Q. I recently hired an outside contractor to do some repairs in my condominium unit. Now, my building management is accusing said contractor of damaging the door to the unit. My contractor is not aware of the damage or and doesn’t believe that any damages occurred, and they have not told him anything. Prior to hiring this particular contractor, the building required that he send in all proper documentation and insurance certification and he did so. The building then asked for a $500 security deposit just in case the contractor or his workers did any damage. So when he allegedly did something, they deposited my money without me seeing any proof. Do they have the right to do so?

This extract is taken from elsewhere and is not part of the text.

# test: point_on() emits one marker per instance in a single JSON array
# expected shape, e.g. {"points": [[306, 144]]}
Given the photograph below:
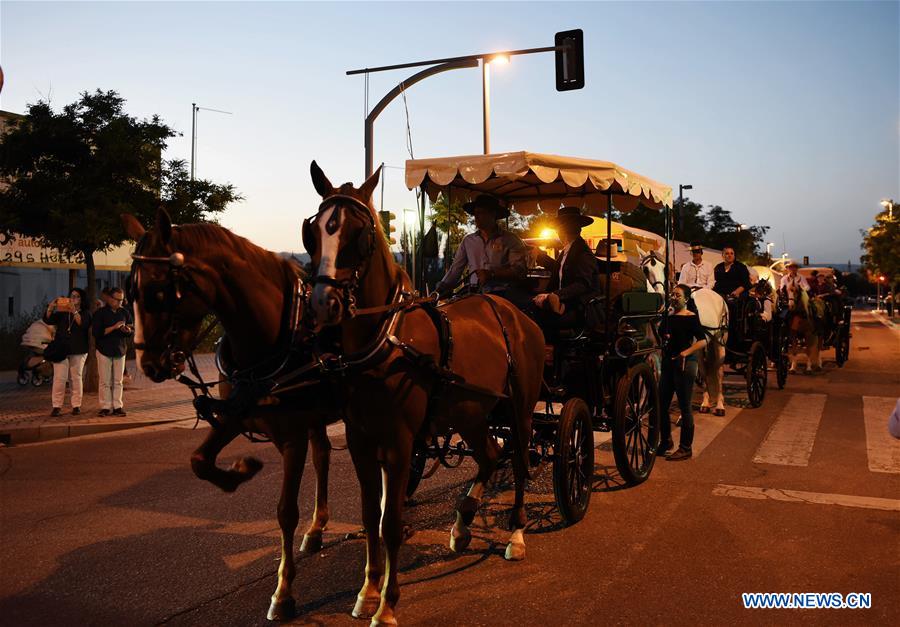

—Aggrieved in Atlantic Beach
A. “Rarely have I seen condominium documents that require a monetary deposit from an owner (or the owner's contractor) as security against damage which may be caused by the contractor during the performance of the work,” says Dennis J. Eisinger, managing partner at the law firm of Eisinger, Brown, Lewis, Frankel & Chaiet, P.A., with offices in Hollywood and Gainesville.
“Security deposits for this usually are not necessary as applicable Florida law clearly bestows liability upon the unit owner for any damage caused by the unit owner's contractors (and, for that matter, guests and invitees). In this case, the unit owner should first determine whether the association had the right, pursuant to the condominium documents, to require the tendering of a security deposit. Second, whether or not the security deposit was appropriate, the unit owner should make written demand for return of the monies if he believes his contractor did not cause the damage and, if the association does not comply, the unit owner can pursue his demand for the return of the monies through either judicial action or arbitration.”